Ich ließ ein kleines, bitteres Lachen hören, als ich das Geld in meine Tasche steckte. Ich müsste mir etwas einfallen lassen, um bei meinem Job mehr Trinkgeld zu bekommen, oder es würde nichts zu essen geben.
Das Öffnen des Kühlschranks brachte eine weitere Welle der Enttäuschung. Es war nicht genug da, um ein vollständiges Frühstück zu machen. Ich würde alles so weit strecken, wie ich konnte, aber mit einer einzigen Brotscheibe, die mich aus der ansonsten leeren Packung anstarrte... wusste ich, dass ich heute das Frühstück auslassen würde.
Also machte ich Riley ein Erdnussbutter-Sandwich, kratzte die Wände des winzigen Glases aus und goss den letzten Rest Milch in ein Glas für ihn. Er würde nicht wissen, dass ich mir heute kein Frühstück leisten konnte. Das musste er nicht wissen.
Ich ging in sein Zimmer und klopfte sanft an die Tür. Er war auf seinem Bett zusammengerollt und hielt sein Kissen an seine Brust, während ein anderes auf seinen Ohren lag. Der Anblick ließ meine Lippen zittern. Er musste den Tumult letzte Nacht gehört haben... er musste so viel Angst gehabt haben...
Es brach mir immer das Herz, dass ich ihn nicht trösten konnte. Aber zumindest, wenn ich ihn in seinem Zimmer einschloss, würde er sicher bleiben. Und ich würde alles in der Welt tun, um ihn zu beschützen.
„Riley?“ rief ich und räusperte mich, um meine Stimme weniger heiser klingen zu lassen. „Zeit aufzustehen.“
Er regte sich, sein kleiner Körper bewegte sich im Bett. „Aurora?“ Seine Stimme war gedämpft, und ich konnte die Besorgnis darin hören.
„Ja, ich bin's. Steh auf, Liebling. Es ist Zeit für die Schule.“
Riley setzte sich schnell auf und rieb sich die Augen. Er stellte keine Fragen, aber das bedeutete nicht, dass er nicht wusste, was draußen vor seiner Tür geschah. Vielleicht, weil er wusste, dass ich keine Antworten hätte, wenn er fragte. Seine Augen wanderten zu dem blauen Fleck auf meiner Wange, aber er sagte nichts.
Stattdessen schaute er nach unten, seine Lippen zitterten ein wenig, als ob er versuchte, ein Schluchzen zurückzuhalten.
Ihn so zu sehen, brach etwas in mir, und ich wusste nicht, was ich sagen oder tun sollte. Aber das einzige, was ich wusste, war, dass ich nicht zerbrechen durfte. Nicht jetzt, nicht vor ihm. Schließlich war er der Grund, warum ich noch lebte, er war der Grund, warum ich weitermachte.

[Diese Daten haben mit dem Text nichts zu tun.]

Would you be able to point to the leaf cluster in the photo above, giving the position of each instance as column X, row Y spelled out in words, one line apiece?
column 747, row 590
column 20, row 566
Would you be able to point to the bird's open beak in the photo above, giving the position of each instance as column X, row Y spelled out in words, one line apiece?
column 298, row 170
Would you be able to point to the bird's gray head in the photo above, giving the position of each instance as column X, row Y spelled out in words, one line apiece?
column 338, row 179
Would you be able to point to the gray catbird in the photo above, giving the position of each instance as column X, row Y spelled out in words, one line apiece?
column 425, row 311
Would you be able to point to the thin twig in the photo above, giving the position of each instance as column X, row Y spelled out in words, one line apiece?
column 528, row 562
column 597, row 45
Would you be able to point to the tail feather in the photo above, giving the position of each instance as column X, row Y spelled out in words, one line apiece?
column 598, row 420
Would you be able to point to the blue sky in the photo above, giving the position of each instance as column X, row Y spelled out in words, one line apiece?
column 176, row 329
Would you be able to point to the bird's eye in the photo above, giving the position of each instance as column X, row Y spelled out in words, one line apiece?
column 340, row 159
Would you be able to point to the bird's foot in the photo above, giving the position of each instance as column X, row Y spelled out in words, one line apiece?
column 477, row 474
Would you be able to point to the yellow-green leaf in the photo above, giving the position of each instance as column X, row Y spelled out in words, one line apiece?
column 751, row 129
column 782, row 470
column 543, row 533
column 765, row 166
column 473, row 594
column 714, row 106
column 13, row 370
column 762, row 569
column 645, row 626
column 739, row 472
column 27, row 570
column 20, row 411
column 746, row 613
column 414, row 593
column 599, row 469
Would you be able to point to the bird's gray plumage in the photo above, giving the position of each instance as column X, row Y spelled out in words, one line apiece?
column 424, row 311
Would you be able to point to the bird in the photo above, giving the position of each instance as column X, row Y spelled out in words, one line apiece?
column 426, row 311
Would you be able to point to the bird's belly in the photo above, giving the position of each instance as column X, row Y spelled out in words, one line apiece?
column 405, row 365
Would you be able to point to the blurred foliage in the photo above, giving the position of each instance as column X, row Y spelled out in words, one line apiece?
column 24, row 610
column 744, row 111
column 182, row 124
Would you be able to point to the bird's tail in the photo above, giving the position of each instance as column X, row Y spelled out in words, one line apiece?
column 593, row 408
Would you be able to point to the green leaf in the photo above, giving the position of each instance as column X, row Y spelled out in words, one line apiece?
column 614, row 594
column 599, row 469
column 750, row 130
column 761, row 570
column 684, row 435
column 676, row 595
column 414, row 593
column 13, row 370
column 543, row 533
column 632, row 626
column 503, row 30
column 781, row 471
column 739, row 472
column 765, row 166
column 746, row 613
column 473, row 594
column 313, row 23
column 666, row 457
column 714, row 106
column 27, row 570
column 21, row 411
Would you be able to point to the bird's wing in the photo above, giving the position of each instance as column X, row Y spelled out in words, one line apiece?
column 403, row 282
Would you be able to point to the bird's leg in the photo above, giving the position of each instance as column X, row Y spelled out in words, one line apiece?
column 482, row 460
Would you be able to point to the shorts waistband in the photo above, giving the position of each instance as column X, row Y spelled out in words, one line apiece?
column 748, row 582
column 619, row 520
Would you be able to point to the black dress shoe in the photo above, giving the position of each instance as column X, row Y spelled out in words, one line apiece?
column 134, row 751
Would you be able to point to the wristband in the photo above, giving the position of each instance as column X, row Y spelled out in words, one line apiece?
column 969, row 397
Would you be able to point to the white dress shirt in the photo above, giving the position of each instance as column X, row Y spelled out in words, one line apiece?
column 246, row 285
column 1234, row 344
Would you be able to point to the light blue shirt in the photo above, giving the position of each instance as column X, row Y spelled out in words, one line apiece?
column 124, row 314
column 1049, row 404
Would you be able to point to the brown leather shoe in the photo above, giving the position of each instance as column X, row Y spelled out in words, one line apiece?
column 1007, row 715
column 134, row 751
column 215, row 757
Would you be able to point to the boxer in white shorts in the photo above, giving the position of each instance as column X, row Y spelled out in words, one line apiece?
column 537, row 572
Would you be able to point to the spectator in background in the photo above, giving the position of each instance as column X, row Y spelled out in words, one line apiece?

Er stand auf und zog sich in Rekordzeit an, und ich reichte ihm sein Frühstück. Sein Gesicht erhellte sich, obwohl es nur einen einzelnen Toast gab und die Milch kaum bis zur Hälfte des Glases reichte; und ich konnte nicht anders, als zurückzulächeln. Er war so jung, so unschuldig, und ich würde alles tun, um dieses Lächeln auf seinem Gesicht zu schützen.
„Isst du nicht?“ fragte er und blickte auf den ansonsten leeren Tisch, seine kleinen Augenbrauen konzentriert zusammengezogen.
„Ich habe schon gegessen, Liebling.“ Ich log, aber sorgte dafür, dass mein Lächeln so ehrlich wie möglich blieb. Er nickte und lächelte, während er einen weiteren Bissen nahm.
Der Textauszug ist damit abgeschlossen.